S'inspirant des Sept savoirs nécessaires à l'éducation du futur déclinés à la sphère des politiques linguistiques – éducatives, ce deuxième axe nous invite à repenser, dans une logique de dialogue fécond, la façon d'organiser les connaissances du domaine, pour repenser les périmètres traditionnels entre les disciplines (contributoires et circonvoisines) qui l'animent, et à concevoir comment relier ce qui a été, jusqu'à présent, séparé et cloisonné :

2.1. De l'épistémologie comme théorie de la connaissance, pour comprendre les enjeux du dialogue des langues et des cultures du monde. Dimensions éthique et déontologique de l'enseignement des langues.

2.2. De la recherche en sciences humaines, en sciences du langage, en didactique des langues – cultures et de leurs contributions plurisectorielles à l'émergence d'un humanisme du troisième millénaire.
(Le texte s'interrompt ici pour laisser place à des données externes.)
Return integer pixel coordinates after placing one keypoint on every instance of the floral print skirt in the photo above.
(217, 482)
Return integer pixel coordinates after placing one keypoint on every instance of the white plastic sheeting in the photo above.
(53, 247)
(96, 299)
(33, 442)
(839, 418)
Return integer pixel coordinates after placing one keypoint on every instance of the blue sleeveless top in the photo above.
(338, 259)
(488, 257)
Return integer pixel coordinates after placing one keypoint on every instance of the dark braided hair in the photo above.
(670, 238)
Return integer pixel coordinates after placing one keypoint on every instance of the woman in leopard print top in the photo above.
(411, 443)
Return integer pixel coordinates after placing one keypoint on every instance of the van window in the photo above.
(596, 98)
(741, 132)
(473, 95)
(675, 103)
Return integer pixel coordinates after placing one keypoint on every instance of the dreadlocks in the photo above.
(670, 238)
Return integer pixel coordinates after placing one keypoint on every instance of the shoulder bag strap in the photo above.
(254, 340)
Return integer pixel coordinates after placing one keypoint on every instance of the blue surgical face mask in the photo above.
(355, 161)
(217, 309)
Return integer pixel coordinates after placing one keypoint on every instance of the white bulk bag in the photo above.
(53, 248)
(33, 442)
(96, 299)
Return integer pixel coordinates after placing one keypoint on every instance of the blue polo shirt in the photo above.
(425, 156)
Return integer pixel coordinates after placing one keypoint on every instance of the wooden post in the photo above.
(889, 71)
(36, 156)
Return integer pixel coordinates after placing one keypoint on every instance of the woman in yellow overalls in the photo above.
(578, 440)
2.3. De l'accès au savoir linguistique et des principes d'une connaissance pertinente afin de promouvoir une connaissance capable de saisir les problèmes globaux et fondamentaux pour y inscrire les connaissances partielles et locales (globalisation et contextualisation).

3° axe. Le développement comme projet de société au service d'une « politique de civilisation »
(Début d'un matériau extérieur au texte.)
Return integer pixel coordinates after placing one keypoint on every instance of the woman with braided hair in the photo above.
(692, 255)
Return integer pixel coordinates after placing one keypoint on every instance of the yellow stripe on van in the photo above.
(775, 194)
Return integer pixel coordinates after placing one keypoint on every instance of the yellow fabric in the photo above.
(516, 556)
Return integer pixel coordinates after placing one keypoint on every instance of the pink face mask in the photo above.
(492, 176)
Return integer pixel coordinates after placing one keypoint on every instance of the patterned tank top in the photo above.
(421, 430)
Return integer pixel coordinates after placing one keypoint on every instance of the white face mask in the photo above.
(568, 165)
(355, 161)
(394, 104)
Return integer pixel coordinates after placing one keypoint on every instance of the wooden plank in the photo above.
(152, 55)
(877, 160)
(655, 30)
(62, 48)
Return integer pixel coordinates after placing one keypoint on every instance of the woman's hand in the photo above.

Reposant sur les trois impératifs majeurs que sont : la solidarité (contre l'atomisation et la compartimentation), la qualité de la vie et la nécessité de se ressourcer et de se ré-enraciner, ce 3° axe place le développement au cœur du projet de société, pour une « politique de civilisation » à laquelle les politiques linguistiques-éducatives sont susceptibles de concourir :

3.1. Réforme des systèmes éducatifs et innovation dans les dispositifs de formation initiale et continue en langues : plurilinguisme et pluriculturalisme, professionnalisation des enseignants, contextualisation des programmes (syllabus, curriculum), des certifications et des itinéraires d'enseignement-apprentissage.

3.2. Excellence de l'enseignement supérieur, notamment par la mise en place d'une politique linguistique - éducative ambitieuse, ouverte à l'international. Mise en réseau des universités pour la diffusion des connaissances, pour les échanges et le dialogue d'expertise. Enjeux des mobilités étudiantes, enseignantes et des chercheurs.
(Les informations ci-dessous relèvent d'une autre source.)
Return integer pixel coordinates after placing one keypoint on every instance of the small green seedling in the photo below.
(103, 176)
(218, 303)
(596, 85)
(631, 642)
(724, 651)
3.3. Promotion des industries culturelles et créatives à travers le vecteur langue-culture,dans les médias et au service de la création artistique : cinéma, théâtre, littérature, musique….des nouveaux environnements numériques liés aux technologies de l'information et de la communication, mais aussi à la traduction, et à la sphère des métiers du livre et de l'édition. Langues et travail, langues dans l'entreprise.

Format des interventions

Communication : 20 minutes + 10 minutes d'échanges.

Table-ronde : au minimum 3 interventions de personnes, si possible en provenance d'institutions différentes, autour d'une question commune, 3 x 15 mn + 15 mn d'échanges.

Langues de travail : français (langue principale), arabe et anglais . Toute communication orale dans l'une de ces langues doit être appuyée par un résumé et / ou un diaporama dans l'une des deux autres langues de travail.